If I’ve seen one General Durable Power of Attorney, haven’t I seen them all?
If you have previously executed a General Durable Power of Attorney, even if it was drafted by an attorney, don’t be lulled into complacency and believe that it will be available and acceptable to third parties when you need it most. Many people may think that all General Durable Powers of Attorney are “created equal," but that simply isn’t the case.
What is a statutory Power of Attorney?
There is a statutory Power of Attorney that is often used by many attorneys, even some who offer estate planning services specifically. The form of this type of Power of Attorney was created by the North Carolina legislature and is normally not changed much by the attorneys who recommend this type of Power of Attorney. Although this statutory Power of Attorney appears to recite all the powers needed for one person (the “Attorney-in-Fact") to act on behalf of another (the “Principal"), in reality it is seldom accepted by financial institutions and other third parties and hence is never there when you truly need it. The reason it is seldom accepted is because it refers to sections of the North Carolina General Statutes and the powers expressly stated within them, but only authorizes general power over “real estate" and “banking transactions" (for example). Since the document itself does not expressly state what powers relating to “real estate" or “banking transactions" (for example) are authorized, financial institutions and others relying on the authority granted in the statutory Power of Attorney lack the express information needed (on the face of the document) to know whether the transaction your Attorney-in-Fact is attempting to make is authorized. Moreover, you may wish to provide additional or expanded authority in your Power of Attorney, beyond the authority provided by general statute.

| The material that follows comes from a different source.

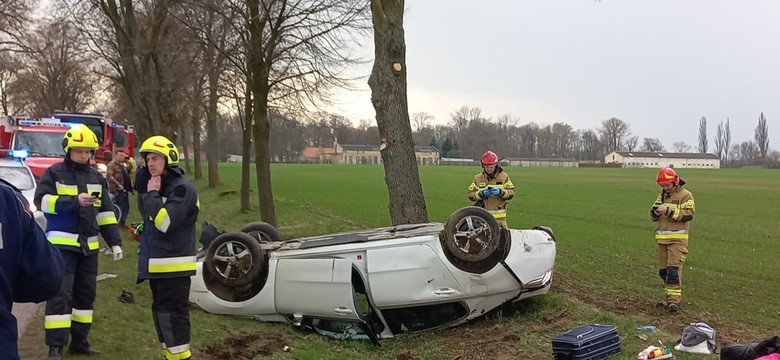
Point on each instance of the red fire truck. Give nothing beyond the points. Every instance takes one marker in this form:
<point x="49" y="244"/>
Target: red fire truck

What is the preferred form of Power of Attorney?
The better and recommended form is a long-form Power of Attorney which expressly states, in detail, the authority granted to your Attorney-in-Fact with regard to each type of financial interest you may own during your lifetime. This long-form Power of Attorney may seem robust, and even daunting, as it normally is at least 10 pages long; however, since the authority granted in the document is express regarding the details, financial institutions and other third parties are much more willing to accept this type of Power of Attorney when you need it most.
Ultimately, most people do not even try to use a Power of Attorney until the Principal (who executed the document) is unable to handle his/her financial affairs, requiring the named Attorney-in-Fact to step in and handle things instead. If the Principal is incompetent and financial institutions and third parties refuse to accept the previously executed statutory Power of Attorney, it is too late for the Principal to execute a new long-form Power of Attorney that would be accepted. Instead, at this point, your family’s only option is to have the Principal determined legally incompetent through a court-supervised guardianship proceeding, at which point all of the Principal’s financial affairs are subject to court-supervision until the Principal’s passing.
How do I make sure I have the right Power of Attorney?
Why spend any amount of money on a statutory Power of Attorney that may not be worth the paper it is printed on when the time comes that it is needed? Additionally, why subject yourself to the potential length and expense and publicity of a guardianship proceeding? Instead, make sure you find an experienced Estate Planning & Elder Law attorney who has taken the time to put together a well-drafted long-form Power of Attorney that will work for you when you need it most. After all, not all General Durable Powers of Attorney are created equal.